Without needing to micromanage indexing, statistics, or precise table structures to the same extent as traditional RDBMSs, Spark offers massive flexibility with all of the performance benefits that come with a distributed processing engine.

SQL Feature Gaps Coming in Spark/Delta 4.0

I’ve mentioned a lot of goodness so far, now for the letdown of features that aren’t supported yet, thanfully most should see the light of day in 2025:

  1. Multi-statement and table transactions: Delta 4.0 will be adding the preview of a “Commit Coordinator” which is fundamental for enabling multi-statement and multi-table transactions in a later 4.x release of Delta.

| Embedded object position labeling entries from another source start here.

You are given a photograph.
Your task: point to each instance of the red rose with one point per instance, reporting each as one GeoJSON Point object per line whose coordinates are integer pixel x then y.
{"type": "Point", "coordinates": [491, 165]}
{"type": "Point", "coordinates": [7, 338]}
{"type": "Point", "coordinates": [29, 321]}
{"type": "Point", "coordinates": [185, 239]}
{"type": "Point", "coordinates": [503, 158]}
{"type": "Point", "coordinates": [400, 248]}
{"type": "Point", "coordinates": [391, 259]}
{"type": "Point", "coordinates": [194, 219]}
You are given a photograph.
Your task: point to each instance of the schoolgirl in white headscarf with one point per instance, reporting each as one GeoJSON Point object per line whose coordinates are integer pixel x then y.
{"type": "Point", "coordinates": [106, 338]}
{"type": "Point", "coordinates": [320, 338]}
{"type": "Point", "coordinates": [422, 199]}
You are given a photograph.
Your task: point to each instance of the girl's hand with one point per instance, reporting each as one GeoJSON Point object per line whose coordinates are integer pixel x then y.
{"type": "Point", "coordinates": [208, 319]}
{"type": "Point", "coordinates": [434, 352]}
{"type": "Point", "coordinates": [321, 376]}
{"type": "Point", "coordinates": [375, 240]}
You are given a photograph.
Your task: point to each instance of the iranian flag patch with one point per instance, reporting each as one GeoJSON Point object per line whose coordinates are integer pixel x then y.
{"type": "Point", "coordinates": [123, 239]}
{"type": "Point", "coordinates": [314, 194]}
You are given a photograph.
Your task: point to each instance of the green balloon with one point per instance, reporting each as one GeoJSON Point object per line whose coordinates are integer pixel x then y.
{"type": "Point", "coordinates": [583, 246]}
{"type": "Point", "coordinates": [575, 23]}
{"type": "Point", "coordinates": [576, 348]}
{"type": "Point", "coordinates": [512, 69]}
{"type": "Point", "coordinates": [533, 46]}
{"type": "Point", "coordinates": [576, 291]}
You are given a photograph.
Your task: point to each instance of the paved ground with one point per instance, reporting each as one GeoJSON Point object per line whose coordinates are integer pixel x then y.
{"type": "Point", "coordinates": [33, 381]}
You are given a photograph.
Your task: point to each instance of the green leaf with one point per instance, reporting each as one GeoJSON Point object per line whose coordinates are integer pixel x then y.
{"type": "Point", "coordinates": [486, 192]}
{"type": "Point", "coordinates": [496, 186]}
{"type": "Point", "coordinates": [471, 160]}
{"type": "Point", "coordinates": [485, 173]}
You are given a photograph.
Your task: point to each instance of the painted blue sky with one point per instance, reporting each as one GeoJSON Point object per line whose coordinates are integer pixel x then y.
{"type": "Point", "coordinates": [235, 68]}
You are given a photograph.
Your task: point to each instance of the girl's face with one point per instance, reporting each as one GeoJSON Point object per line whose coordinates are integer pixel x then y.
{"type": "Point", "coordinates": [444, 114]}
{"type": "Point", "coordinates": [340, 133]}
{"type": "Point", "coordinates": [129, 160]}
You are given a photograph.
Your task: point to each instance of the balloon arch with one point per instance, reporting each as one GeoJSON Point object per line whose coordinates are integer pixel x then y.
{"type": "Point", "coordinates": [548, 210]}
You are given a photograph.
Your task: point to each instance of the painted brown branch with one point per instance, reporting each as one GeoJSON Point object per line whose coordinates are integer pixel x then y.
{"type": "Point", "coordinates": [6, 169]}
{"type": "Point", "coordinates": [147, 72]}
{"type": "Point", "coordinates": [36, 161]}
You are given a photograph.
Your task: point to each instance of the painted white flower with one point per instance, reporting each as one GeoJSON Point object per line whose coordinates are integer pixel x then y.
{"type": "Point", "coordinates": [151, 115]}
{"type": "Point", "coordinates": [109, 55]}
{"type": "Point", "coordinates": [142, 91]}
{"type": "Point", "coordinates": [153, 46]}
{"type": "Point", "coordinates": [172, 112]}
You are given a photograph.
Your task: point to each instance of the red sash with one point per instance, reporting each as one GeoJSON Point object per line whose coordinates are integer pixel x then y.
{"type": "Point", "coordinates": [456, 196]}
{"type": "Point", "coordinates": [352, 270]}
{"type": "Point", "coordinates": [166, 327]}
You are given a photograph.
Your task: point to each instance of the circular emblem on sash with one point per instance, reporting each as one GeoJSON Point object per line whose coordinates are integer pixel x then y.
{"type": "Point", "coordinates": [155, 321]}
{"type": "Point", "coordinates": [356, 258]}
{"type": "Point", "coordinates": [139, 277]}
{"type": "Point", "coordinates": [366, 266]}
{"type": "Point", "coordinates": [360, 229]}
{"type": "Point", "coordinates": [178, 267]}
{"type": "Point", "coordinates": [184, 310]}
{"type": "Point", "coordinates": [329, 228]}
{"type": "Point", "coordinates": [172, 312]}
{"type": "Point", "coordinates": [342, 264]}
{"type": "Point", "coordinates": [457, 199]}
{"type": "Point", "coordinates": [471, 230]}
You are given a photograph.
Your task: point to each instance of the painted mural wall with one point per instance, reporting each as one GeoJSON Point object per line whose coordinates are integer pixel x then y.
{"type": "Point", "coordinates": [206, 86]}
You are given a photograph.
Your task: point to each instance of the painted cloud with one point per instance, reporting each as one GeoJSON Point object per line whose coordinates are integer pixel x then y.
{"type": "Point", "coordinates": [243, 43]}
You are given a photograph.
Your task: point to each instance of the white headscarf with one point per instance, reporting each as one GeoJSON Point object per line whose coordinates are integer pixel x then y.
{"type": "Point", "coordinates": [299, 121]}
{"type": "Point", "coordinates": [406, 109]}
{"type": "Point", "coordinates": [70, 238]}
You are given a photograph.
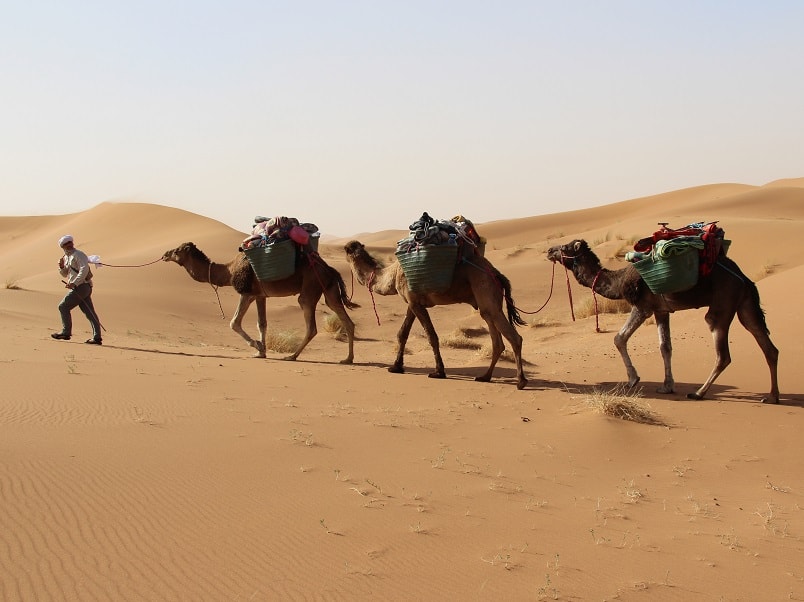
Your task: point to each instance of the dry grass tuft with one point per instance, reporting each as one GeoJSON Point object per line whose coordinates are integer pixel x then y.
{"type": "Point", "coordinates": [619, 402]}
{"type": "Point", "coordinates": [586, 307]}
{"type": "Point", "coordinates": [282, 341]}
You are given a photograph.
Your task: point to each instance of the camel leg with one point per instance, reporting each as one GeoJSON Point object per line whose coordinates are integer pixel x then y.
{"type": "Point", "coordinates": [497, 347]}
{"type": "Point", "coordinates": [634, 321]}
{"type": "Point", "coordinates": [398, 367]}
{"type": "Point", "coordinates": [307, 304]}
{"type": "Point", "coordinates": [750, 316]}
{"type": "Point", "coordinates": [499, 327]}
{"type": "Point", "coordinates": [424, 318]}
{"type": "Point", "coordinates": [666, 349]}
{"type": "Point", "coordinates": [237, 323]}
{"type": "Point", "coordinates": [262, 325]}
{"type": "Point", "coordinates": [719, 326]}
{"type": "Point", "coordinates": [349, 326]}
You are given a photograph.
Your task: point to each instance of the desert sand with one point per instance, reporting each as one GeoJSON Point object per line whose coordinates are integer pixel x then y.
{"type": "Point", "coordinates": [169, 464]}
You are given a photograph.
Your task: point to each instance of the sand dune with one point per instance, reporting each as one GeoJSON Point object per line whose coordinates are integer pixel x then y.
{"type": "Point", "coordinates": [170, 465]}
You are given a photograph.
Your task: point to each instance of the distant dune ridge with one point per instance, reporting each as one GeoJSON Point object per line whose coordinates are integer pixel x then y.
{"type": "Point", "coordinates": [171, 465]}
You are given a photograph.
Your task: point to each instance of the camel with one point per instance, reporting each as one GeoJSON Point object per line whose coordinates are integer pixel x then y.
{"type": "Point", "coordinates": [726, 291]}
{"type": "Point", "coordinates": [475, 282]}
{"type": "Point", "coordinates": [312, 278]}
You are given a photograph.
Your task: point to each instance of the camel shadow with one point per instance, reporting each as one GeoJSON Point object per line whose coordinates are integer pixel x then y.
{"type": "Point", "coordinates": [178, 353]}
{"type": "Point", "coordinates": [716, 392]}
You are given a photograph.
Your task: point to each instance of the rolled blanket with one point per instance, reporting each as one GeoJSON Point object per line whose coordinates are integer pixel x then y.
{"type": "Point", "coordinates": [676, 246]}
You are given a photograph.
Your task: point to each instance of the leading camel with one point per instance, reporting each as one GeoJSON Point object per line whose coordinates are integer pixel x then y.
{"type": "Point", "coordinates": [475, 282]}
{"type": "Point", "coordinates": [312, 278]}
{"type": "Point", "coordinates": [726, 291]}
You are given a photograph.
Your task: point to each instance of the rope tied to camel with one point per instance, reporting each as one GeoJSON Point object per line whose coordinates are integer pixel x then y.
{"type": "Point", "coordinates": [499, 284]}
{"type": "Point", "coordinates": [141, 265]}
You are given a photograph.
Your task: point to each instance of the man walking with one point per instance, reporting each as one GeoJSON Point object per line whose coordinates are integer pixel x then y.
{"type": "Point", "coordinates": [74, 266]}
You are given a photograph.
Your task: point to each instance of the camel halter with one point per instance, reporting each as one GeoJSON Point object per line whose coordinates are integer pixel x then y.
{"type": "Point", "coordinates": [594, 292]}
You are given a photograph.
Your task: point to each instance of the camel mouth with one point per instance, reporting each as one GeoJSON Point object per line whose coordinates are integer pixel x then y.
{"type": "Point", "coordinates": [554, 254]}
{"type": "Point", "coordinates": [352, 247]}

Until then, consider that numerous enterprises have adopted the Lakehouse architecture without user defined commits, I used them heavily in my T-SQL days and I don’t miss them at all.
  2. Advanced SQL Scripting Operators (DECLARE, BEGIN, IF/ELSE, CASE, WHILE, FOR, CONTINUE/EXIT, EXECUTE, etc.): Coming in Spark 4.0, Spark will be much closer to having full scripting parity with traditional RDBMSs. Until then, you can acomplish many of the same outcomes using a hybrid of PySpark or Scala w/ dynamic SparkSQL.
  3. Stored Procedures: Again… Spark 4.0.
  4. Identity Columns: I’d argue this is the most long awaited feature in Spark from a SQL standpoint. Yes, there’s workarounds, however none of them are particularly elegant and all just make me annoyed that Databricks has been holding onto this feature for so long. But, alas, Delta 4.0 promises the long awaited Identity Column.

Fabric Makes Spark Easier

Hopefully, I’ve convinced you that Spark with SparkSQL isn’t intimidating and can be more expressive for working with both structured and semi-structured data. For those looking to explore PySpark to augment SparkSQL or go full-bore into the DataFrame API, Microsoft Fabric can help you learn, improve your productivity, and can even automatically tune your jobs.

Starter Pools

No one likes waiting 3 to 5-minutes for a cluster to spin up, Fabric eliminates this wait time for many workloads via Starter Pools. This pool type allows for start up times in the tune of about 15 seconds. It’s an insanely positive improvement in the Spark development experience when you might already be used to taking 10-15 seconds to open up SSMS, VS Code, or other IDE to connect to your SQL engine of choice.

Data Wrangler

Data Wrangler is a GUI based experience for transforming datasets in Fabric Spark that generates PySpark code as an output. This can be fantastic for learning how to use the PySpark DataFrame API. If you’ve used this, please reach out and let me know what you think.

AutoTune

AutoTune is an innovative feature in Fabric that aims to decrease the the execution time of repeat Spark jobs over by progressively tuning key Spark configuriations using ML. More to come on this, I have a dedicated blog on this topic in the works.

Closing Thoughts

While Spark may seem intimidating at first, its flexibility, adaptability, and SQL-friendly features make it far more approachable than many expect. Whether you stick with SparkSQL or dive into the DataFrame API, the platform gives you the tools to handle both simple and complex workloads at effectively any scale. And with powerful features like Adaptive Query Execution, Spark is forgiving enough to deliver optimized performance even without the kind of meticulous query tuning required by traditional relational databases. So, if you’re a SQL developer or Analytics Engineer, there’s no reason to shy away from Spark—today it’s designed just as much for SQL workloads as it is for pro-code data engineering and ML use cases.